Sorry, just saw this. It was all merit-based. Every school does it differently, but Northeastern is especially generous on raise.me. After she filled out their form, she had earned $17,500 in “mini-scholarships.” Northeastern gives you a little mini-scholarship for each A, for example, or for each AP class, etc. When you add them all up and submit, that college gets notified that you filled out their raise.me form, and this means that if that college accepts you, you will get at least that much financial aid from them. I’m not sure what the financial arrangement is between raise.me and colleges, but my daughter got a Dean’s Scholarship and the raise.me money was bundled into it, not on top of it. But it clearly showed interest because she took the time to get a raise.me account, list them as a school of interest and fill out their form. I remember UVM was also on raise. me but she only “earned” $6,000 from them, which would be the minimum amount of financial aid she would receive from them if they accepted her (which they did and offered her a lot more).
It seems too good to be true.
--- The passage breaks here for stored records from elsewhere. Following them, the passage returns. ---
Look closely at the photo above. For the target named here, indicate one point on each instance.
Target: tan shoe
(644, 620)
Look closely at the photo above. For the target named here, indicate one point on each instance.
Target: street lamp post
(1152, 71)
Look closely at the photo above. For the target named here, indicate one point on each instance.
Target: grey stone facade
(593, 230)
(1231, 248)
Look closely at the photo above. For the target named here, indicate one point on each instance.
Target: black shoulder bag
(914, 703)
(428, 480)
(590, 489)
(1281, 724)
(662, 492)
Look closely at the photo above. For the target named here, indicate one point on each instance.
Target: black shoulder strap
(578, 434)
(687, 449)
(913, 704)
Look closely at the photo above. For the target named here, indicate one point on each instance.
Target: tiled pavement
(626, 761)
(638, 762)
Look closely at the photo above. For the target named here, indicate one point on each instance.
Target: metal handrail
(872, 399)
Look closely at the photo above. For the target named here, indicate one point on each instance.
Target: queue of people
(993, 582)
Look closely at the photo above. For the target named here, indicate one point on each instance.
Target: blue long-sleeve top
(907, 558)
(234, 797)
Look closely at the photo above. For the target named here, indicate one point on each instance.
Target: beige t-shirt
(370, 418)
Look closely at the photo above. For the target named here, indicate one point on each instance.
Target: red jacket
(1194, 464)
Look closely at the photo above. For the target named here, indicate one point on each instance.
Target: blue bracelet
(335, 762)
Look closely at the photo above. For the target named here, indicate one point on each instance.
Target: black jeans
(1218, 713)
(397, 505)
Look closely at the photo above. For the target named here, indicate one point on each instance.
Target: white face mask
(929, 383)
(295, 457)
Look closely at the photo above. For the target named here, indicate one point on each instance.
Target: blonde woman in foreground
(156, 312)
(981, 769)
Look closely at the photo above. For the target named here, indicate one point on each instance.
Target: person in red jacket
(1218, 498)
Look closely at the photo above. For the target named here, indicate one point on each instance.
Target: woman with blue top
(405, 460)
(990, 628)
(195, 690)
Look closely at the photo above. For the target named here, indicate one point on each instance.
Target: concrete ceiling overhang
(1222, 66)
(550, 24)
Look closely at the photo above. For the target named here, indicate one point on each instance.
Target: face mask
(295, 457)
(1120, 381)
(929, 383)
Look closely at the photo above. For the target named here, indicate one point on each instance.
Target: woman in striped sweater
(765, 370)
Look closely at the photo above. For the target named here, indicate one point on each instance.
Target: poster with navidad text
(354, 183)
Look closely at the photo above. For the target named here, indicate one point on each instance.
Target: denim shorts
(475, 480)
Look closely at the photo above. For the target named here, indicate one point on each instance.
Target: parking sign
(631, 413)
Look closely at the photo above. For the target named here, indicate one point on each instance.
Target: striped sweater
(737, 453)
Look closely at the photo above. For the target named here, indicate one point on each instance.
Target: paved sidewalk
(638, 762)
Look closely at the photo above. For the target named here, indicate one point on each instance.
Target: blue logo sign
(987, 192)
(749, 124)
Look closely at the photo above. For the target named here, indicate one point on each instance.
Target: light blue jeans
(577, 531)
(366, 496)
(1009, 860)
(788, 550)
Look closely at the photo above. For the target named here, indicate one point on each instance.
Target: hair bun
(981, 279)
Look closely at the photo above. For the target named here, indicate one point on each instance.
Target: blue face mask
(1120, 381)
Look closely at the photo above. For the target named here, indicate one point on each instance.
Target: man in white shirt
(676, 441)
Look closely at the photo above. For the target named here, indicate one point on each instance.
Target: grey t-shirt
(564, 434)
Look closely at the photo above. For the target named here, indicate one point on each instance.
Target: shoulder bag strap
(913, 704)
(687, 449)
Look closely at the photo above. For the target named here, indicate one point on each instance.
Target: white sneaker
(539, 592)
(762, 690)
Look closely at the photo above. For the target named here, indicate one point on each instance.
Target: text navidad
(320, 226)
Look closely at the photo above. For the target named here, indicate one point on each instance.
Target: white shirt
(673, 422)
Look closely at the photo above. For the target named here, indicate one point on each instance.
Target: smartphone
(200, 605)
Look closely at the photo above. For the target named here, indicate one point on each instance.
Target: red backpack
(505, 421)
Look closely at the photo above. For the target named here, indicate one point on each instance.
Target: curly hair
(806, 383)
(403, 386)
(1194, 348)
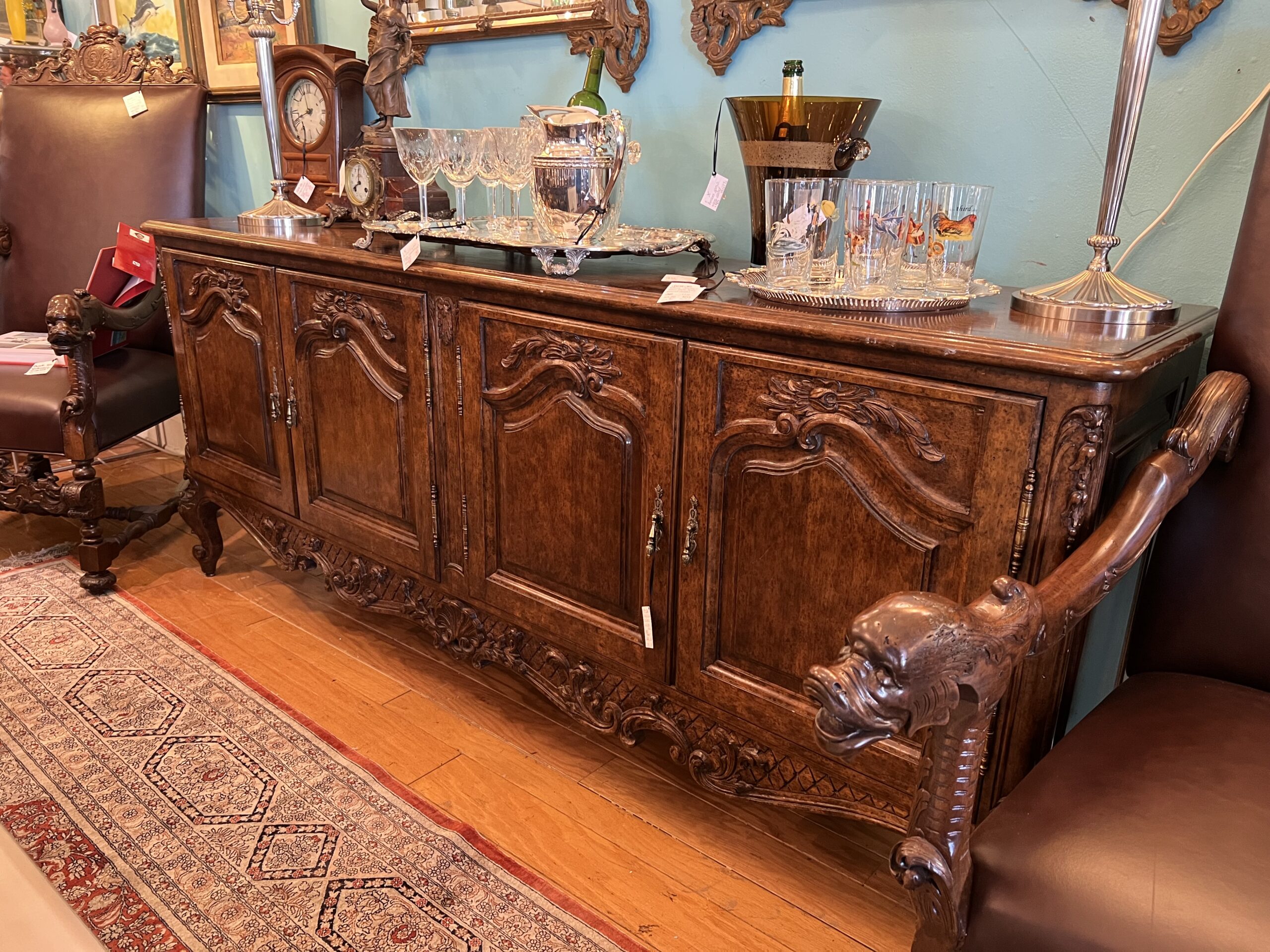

I even asked the counselor at her school to verify that this was a real thing, and she said yes it is. They seemed to push it quite a bit at her high school.
My D did benefit quite a bit from the Raise.me as well (it might have been called something else but sounds similar). She got enough merit from that, the Dean’s scholarship, plus other local scholarships and other aid to cover about 75-80% of her tuition. NEU was quite generous in this regard.
Just to give you some ideas and stats between my D and S in terms of their application to NEU - D, very organized and ambitious, applied in 2015 EA, it was her #1 choice, visited, etc. 3.6 uw GPA, 34 ACT, 10 AP classes, Neuroscience major, she was accepted.
My S applied in 2017 (well, technically 2018 since he applied at the very last minute literally) since there was no supplemental essay and his S was going there, never had any interest prior, 3.75 uw, 1540SAT 35ACT, 10.5 AP, nationally rated at an activity. Not very efficient, very little planning wrt applications. He wound up getting waitlisted, but did clear waitlist in May since he accepted to be on the waitlist. Even got $18K in merit. (But he had committed elsewhere already).
@NUStats@ProfessorPlum168 Thanks for the replies about RaiseMe. Sadly, the Northeastern deadline was Nov. 1, so I don’t even think they will see that he “followed” the school. But he did go ahead and fill it out for Tulane and submitted. It is an interesting platform.